Speaker
Description
Estimates of in-situ geothermal reservoir properties are essential for many scientific, operational, and regulatory purposes, including the controlling and managing of the potentially induced seismicity. We present first results of our research that combines results from a forward 3D viscoelastic damage rheology model (DRM) with a Bayesian Optimization with Likelihood-Free Inference (BOLFI) algorithm. We demonstrate the efficiency of this tool to invert for a wide range of structural and seismo-hydro-mechanical parameters supported by the DRM solver. The comparatively expensive forward calculations done with the Hydro-PED Finite-Element solver simulate hydro-mechanical interactions including the evolution of deformation, stress, rock damage, permeability, and fluid flow in response to the ambient conditions and the engineered overpressurization. Estimating the distributions of selected key parameters by comparing the results of the Hydro-PED model with observed, or here, synthetic, quantities is feasible because the machine learning BOLFI tool is a sample-efficient algorithm that minimizes the required iterations. In this work we set up a synthetic proof-of-concept case and infer the posterior distribution of the ambient stress conditions. We show that an arbitrarily chosen potency target function which encodes the spatial distribution of energy release within the reservoir produces more accurate results of the ambient principal stress values compared to a simpler event count target function.
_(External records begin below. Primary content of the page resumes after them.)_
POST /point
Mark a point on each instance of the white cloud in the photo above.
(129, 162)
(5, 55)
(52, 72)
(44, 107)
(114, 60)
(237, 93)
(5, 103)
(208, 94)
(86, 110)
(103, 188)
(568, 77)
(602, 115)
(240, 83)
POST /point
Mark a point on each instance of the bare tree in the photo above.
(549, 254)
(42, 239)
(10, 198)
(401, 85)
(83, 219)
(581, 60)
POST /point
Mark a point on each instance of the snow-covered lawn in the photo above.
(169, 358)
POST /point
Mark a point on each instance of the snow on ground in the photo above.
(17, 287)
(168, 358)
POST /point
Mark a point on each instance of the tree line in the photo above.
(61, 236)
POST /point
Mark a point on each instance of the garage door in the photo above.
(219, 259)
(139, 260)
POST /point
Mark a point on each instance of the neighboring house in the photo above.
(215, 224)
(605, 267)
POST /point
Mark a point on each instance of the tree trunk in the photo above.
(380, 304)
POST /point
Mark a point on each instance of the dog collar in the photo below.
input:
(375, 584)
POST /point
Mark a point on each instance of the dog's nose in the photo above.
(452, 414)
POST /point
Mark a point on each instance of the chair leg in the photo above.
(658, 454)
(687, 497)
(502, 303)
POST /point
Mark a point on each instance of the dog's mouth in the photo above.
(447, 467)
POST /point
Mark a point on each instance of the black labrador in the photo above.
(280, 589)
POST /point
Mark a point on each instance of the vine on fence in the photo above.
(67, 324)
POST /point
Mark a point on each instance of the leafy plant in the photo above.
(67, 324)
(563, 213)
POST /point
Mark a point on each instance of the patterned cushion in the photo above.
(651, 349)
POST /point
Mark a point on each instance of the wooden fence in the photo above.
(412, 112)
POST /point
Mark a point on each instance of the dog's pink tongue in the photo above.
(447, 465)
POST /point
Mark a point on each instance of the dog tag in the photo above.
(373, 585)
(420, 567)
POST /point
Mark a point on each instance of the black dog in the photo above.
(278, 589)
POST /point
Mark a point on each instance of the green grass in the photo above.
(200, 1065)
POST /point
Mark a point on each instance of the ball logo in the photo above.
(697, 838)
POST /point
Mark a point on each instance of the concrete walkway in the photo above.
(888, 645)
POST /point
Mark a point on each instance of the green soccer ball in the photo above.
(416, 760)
In our discussion we emphasize that the employed misfit function can be tailored to couple phenomena across multiple spatial and temporal scales observed during an hydraulic stimulation experiment. We discuss potential solutions to the computational challenges including GPU architectures and intermediate emulator stages that are advantageous to increase the resolution of the reservoir feedback processes. We conclude with an outlook on how simulator-based inference can be used to test and refine hypotheses on reservoir behavior before, during, and after stimulation for more effective EGS implementations.